04Which is growing faster — WHLRD or WMT?
By revenue growth (latest reported year), Walmart Inc.
(WMT) is pulling ahead at 4. 7% versus -4. 0% for Wheeler Real Estate Investment Trust, Inc. (WHLRD). On earnings-per-share growth, the picture is similar: Wheeler Real Estate Investment Trust, Inc. grew EPS 99. 9% year-over-year, compared to 13. 3% for Walmart Inc.. Over a 3-year CAGR, WHLRD leads at 9. 4% annualised revenue growth. Higher growth typically commands a higher valuation multiple — check whether the premium P/E or P/S is justified by the growth rate using the PEG ratio.
05Which has better profit margins — WHLRD or WMT?
Wheeler Real Estate Investment Trust, Inc.
(WHLRD) is the more profitable company, earning 8. 7% net margin versus 3. 1% for Walmart Inc. — meaning it keeps 8. 7% of every revenue dollar as bottom-line profit. Operating margin tells a similar story: WHLRD leads at 36. 4% versus 4. 2% for WMT. At the gross margin level — before operating expenses — WMT leads at 24. 9%, reflecting greater pricing power or product mix advantage. Stronger margins indicate durable pricing power, lower cost of revenue, or higher mix of software/services. They are one of the clearest signs of business quality.
06Which pays a better dividend — WHLRD or WMT?
All stocks in this comparison pay dividends.
Walmart Inc. (WMT) offers the highest yield at 0. 8%, versus 0. 2% for Wheeler Real Estate Investment Trust, Inc. (WHLRD).
07Is WHLRD or WMT better for a retirement portfolio?
For long-horizon retirement investors, Walmart Inc.

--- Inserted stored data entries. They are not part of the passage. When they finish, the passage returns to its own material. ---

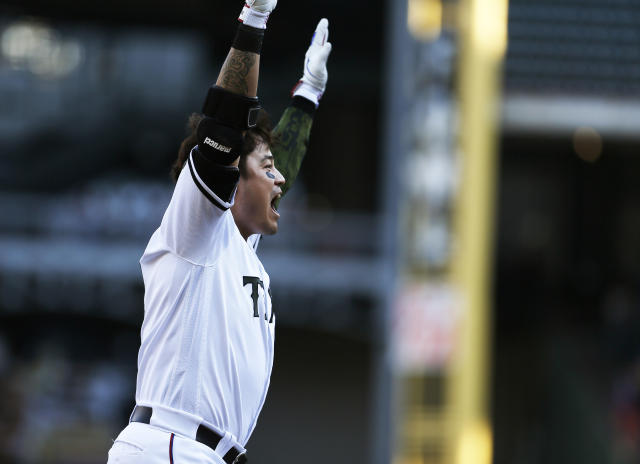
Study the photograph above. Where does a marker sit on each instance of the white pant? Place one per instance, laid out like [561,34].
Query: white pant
[142,443]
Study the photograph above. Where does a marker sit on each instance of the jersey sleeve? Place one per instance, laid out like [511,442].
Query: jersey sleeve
[292,137]
[194,226]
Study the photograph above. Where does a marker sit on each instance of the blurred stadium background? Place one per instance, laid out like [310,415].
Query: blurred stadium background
[457,273]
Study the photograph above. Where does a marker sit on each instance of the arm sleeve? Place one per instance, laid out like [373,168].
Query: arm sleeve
[292,137]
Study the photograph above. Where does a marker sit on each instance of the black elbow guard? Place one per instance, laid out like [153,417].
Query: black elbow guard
[231,109]
[219,143]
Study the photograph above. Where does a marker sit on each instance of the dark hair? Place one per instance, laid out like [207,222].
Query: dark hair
[261,133]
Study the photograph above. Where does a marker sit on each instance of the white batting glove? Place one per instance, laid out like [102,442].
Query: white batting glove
[256,12]
[314,78]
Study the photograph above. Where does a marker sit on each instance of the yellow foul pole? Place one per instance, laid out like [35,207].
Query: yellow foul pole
[483,38]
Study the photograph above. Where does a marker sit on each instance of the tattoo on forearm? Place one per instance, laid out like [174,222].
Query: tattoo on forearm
[235,71]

(WMT) is the stronger choice — it scores higher on the combination of lower volatility, dividend reliability, and long-term compounding (low volatility (β 0. 05), 0. 8% yield, +423. 1% 10Y return). Both have compounded well over 10 years (WMT: +423. 1%, WHLRD: +72. 7%), confirming both are viable long-term holds — but the lower-volatility option typically results in less emotional selling during corrections. Retirement portfolios generally favour predictability over maximum returns. Consult a financial advisor before making allocation decisions.
08What are the main differences between WHLRD and WMT?
These companies operate in different sectors (WHLRD (Real Estate) and WMT (Consumer Defensive)), which means they face different economic cycles, regulatory environments, and macro sensitivities — making direct comparison nuanced.
WMT pays a dividend while WHLRD does not, making them suitable for different income and tax situations. These fundamental differences mean investors should not choose between them on a single metric — the "better stock" depends entirely on which of these characteristics aligns with your investment strategy.